Vous lisez : La bienveillance pour une transformation réussie
Rien de nouveau, les transformations entraînent beaucoup d’insécurité chez les employés et dans les milieux de travail. Il arrive même fréquemment que les meilleurs talents de l’organisation décident alors de claquer la porte, créant ainsi encore plus d’insécurité. Dans un tel contexte, la plus grande difficulté est de réussir à susciter l’engagement des employés envers les changements et de les garder mobilisés malgré les secousses subies.

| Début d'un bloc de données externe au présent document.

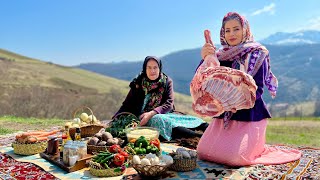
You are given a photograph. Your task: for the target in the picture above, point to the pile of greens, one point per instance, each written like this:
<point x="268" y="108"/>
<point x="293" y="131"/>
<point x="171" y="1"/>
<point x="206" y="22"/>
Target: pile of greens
<point x="122" y="121"/>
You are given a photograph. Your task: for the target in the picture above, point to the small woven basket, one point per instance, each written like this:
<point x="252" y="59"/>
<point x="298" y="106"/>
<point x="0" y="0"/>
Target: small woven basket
<point x="91" y="149"/>
<point x="96" y="170"/>
<point x="86" y="130"/>
<point x="184" y="164"/>
<point x="29" y="149"/>
<point x="120" y="122"/>
<point x="150" y="170"/>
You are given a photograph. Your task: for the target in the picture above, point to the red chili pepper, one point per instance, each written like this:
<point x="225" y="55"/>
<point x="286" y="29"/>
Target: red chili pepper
<point x="156" y="142"/>
<point x="118" y="159"/>
<point x="114" y="148"/>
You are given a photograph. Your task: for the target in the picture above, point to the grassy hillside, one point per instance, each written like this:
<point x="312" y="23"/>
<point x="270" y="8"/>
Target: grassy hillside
<point x="33" y="88"/>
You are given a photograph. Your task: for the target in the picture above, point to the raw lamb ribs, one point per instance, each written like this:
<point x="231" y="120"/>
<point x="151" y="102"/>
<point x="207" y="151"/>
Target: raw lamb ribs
<point x="216" y="89"/>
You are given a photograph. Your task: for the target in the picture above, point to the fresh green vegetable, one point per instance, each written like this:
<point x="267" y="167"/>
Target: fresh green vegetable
<point x="120" y="123"/>
<point x="143" y="141"/>
<point x="154" y="149"/>
<point x="140" y="149"/>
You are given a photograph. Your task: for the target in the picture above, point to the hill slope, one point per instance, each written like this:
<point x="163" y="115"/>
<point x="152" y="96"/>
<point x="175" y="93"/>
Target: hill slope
<point x="33" y="88"/>
<point x="296" y="67"/>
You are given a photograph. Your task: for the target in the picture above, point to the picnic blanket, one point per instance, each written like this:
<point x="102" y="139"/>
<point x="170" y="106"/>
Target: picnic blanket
<point x="308" y="167"/>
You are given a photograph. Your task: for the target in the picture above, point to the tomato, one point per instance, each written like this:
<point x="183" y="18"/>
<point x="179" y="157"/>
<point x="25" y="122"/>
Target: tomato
<point x="118" y="159"/>
<point x="156" y="142"/>
<point x="114" y="148"/>
<point x="124" y="154"/>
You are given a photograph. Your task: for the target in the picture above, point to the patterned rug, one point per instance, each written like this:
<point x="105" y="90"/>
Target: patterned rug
<point x="308" y="167"/>
<point x="12" y="169"/>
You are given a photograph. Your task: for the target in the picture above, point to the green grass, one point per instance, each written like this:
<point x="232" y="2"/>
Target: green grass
<point x="4" y="131"/>
<point x="11" y="124"/>
<point x="294" y="134"/>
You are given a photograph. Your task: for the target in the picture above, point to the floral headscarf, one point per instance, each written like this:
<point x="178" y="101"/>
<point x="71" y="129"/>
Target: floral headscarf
<point x="239" y="53"/>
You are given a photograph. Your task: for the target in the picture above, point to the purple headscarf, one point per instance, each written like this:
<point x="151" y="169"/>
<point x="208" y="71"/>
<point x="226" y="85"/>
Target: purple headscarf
<point x="241" y="51"/>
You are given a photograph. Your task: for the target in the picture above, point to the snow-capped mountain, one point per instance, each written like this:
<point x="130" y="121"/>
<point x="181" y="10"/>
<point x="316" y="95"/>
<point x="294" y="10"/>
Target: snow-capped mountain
<point x="301" y="37"/>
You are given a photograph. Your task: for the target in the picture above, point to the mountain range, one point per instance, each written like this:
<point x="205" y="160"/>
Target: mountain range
<point x="296" y="66"/>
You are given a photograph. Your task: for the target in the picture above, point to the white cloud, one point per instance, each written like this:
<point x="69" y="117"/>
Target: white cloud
<point x="314" y="24"/>
<point x="266" y="9"/>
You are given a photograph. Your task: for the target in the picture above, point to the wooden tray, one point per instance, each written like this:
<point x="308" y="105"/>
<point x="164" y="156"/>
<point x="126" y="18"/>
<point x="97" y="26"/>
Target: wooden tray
<point x="80" y="164"/>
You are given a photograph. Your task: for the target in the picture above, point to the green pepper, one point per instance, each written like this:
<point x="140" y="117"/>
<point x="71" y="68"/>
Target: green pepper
<point x="130" y="145"/>
<point x="154" y="149"/>
<point x="141" y="140"/>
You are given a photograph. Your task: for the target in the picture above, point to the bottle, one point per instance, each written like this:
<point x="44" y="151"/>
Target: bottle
<point x="66" y="135"/>
<point x="53" y="145"/>
<point x="77" y="135"/>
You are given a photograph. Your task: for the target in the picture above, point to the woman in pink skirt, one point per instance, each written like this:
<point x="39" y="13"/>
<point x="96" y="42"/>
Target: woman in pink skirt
<point x="238" y="139"/>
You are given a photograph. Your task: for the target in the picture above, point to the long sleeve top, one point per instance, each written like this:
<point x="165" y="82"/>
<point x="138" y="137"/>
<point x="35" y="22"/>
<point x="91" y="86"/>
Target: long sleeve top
<point x="134" y="101"/>
<point x="259" y="110"/>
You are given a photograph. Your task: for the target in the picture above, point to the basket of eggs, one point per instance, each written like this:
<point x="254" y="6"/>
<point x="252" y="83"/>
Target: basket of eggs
<point x="151" y="165"/>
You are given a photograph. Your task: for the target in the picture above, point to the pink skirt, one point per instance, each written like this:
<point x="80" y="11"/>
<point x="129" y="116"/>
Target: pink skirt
<point x="241" y="144"/>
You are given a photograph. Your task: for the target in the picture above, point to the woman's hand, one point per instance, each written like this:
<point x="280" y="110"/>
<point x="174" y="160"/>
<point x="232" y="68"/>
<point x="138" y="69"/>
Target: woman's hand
<point x="145" y="117"/>
<point x="207" y="49"/>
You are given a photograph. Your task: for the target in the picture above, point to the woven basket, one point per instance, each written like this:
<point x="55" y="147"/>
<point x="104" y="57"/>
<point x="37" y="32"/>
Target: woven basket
<point x="96" y="170"/>
<point x="150" y="170"/>
<point x="87" y="130"/>
<point x="29" y="149"/>
<point x="131" y="121"/>
<point x="184" y="164"/>
<point x="91" y="149"/>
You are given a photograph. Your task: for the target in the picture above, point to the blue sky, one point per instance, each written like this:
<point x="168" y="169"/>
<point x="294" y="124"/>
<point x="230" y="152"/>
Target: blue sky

La mobilisation des employés vise notamment à optimiser leur performance. Cela devient particulièrement critique dans le cadre d’une transformation. Les employés se retrouvent devant de multiples changements qu’ils n’ont pas décidés, avec lesquels ils ne sont pas toujours d’accord et qui leur imposent d’apprendre de nouveaux systèmes ou de nouvelles méthodes d’opération qui, à leurs yeux, n’ont pas encore démontré leur efficacité. À cela s’ajoute la pénurie maintenant criante de main-d’oeuvre qui fait en sorte que les employés performants sont constamment sollicités par des concurrents prêts à mettre plus d’argent pour les recruter. La fonction RH doit alors déployer une énergie considérable pour réussir à retenir les talents de l’organisation. Ce défi l’invite à une réflexion en profondeur qu’elle ne peut plus différer.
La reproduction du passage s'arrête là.